抱歉,该网页目前还不存在中文版本,请继续浏览其他网页!

WebCL Overview

WebCL defines a JavaScript binding to the Khronos OpenCL standard for heterogeneous parallel computing. WebCL enables web applications to harness GPU and multi-core CPU parallel processing and achieve significant acceleration. The WebCL 1.0 specification was released by Khronos Group in 2014, which is based on OpenCL 1.1 (Embedded Profile).

WebCL does not make Facebook run faster on your browser. According to Amdahl's law, the speedup of a program using multiple processors in parallel computing is limited by the serial part of the program.
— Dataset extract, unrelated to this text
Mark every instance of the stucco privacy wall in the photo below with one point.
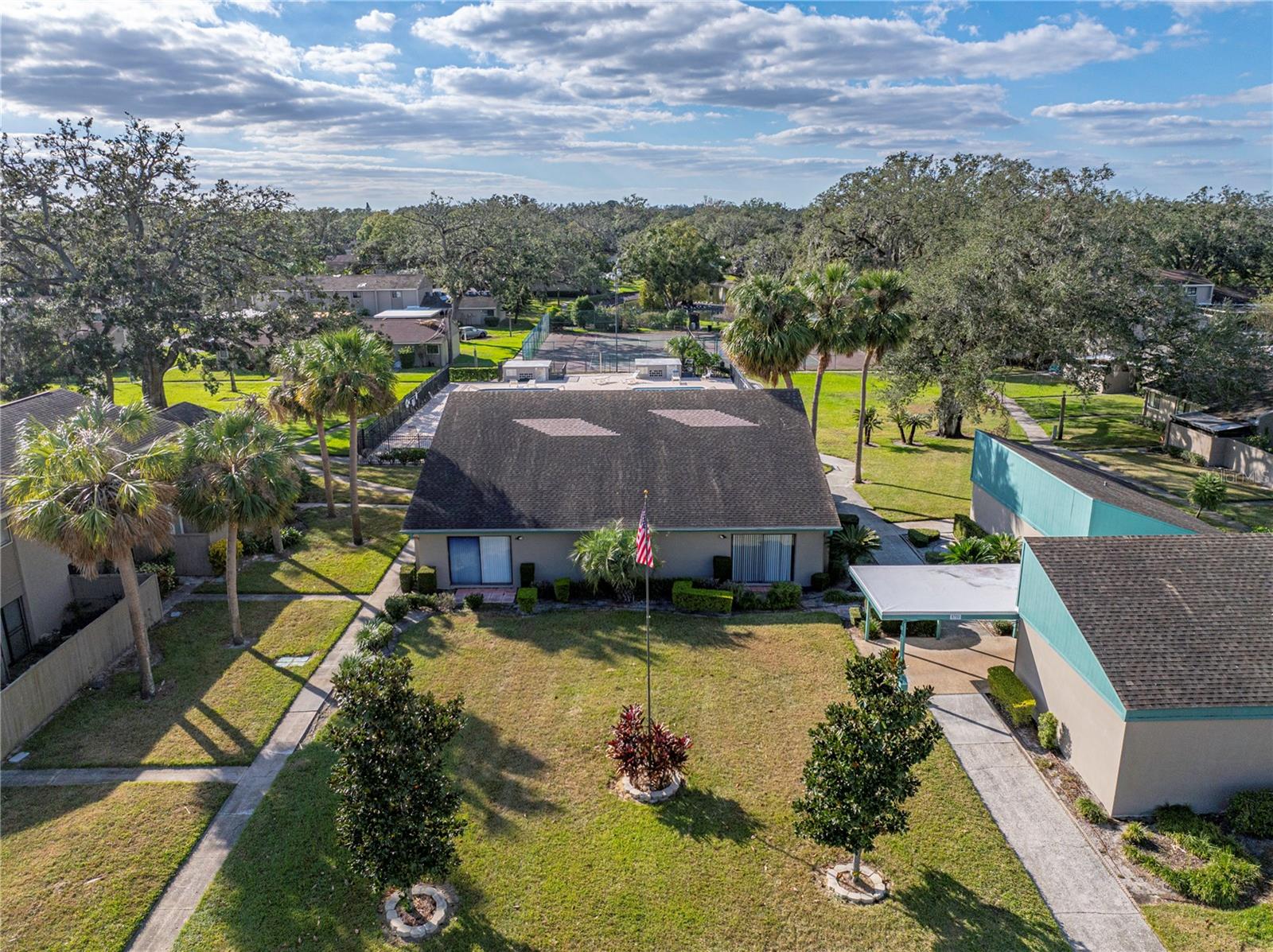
(683, 554)
(1201, 761)
(55, 678)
WebCL has been enabled by default on Android since Crosswalk 14. Currently, the feature requires OpenCL runtime library to be installed. There are several apps available in the Play Store to check its existence. Some OEM ship the OpenCL runtime library by default in their products, and the library is typically named as libOpenCL.so, libOpenCL.so.1 or libPVROCL.so in /system/lib/ or /system/vendor/lib/. If you cannot find any of these libraries, then unfortunately WebCL will not work on your device, and you probably want to manually install the OpenCL runtime library.

In this tutorial, we will create our first WebCL program. The program calculates the square root of 1,000,000 numbers stored in an array, or in other words, it is the parallel implementation of the following JavaScript program:

var len = 1000000;
var i;
var arr1 = new Float32Array(len);
var arr2 = new Float32Array(len);
for (i = 0; i < len; i++)
  arr1[i] = i;
for (i = 0; i < len; i++)
  arr2[i] = Math.sqrt(arr1[i]);

A WebCL program is actually involved with two languages. The first one is the kernel program in C99-like syntax, which runs on your GPU or any other OpenCL devices. The other is the host side program in JavaScript, which controls the execution of the kernel program by invoking the APIs defined by the WebCL specification.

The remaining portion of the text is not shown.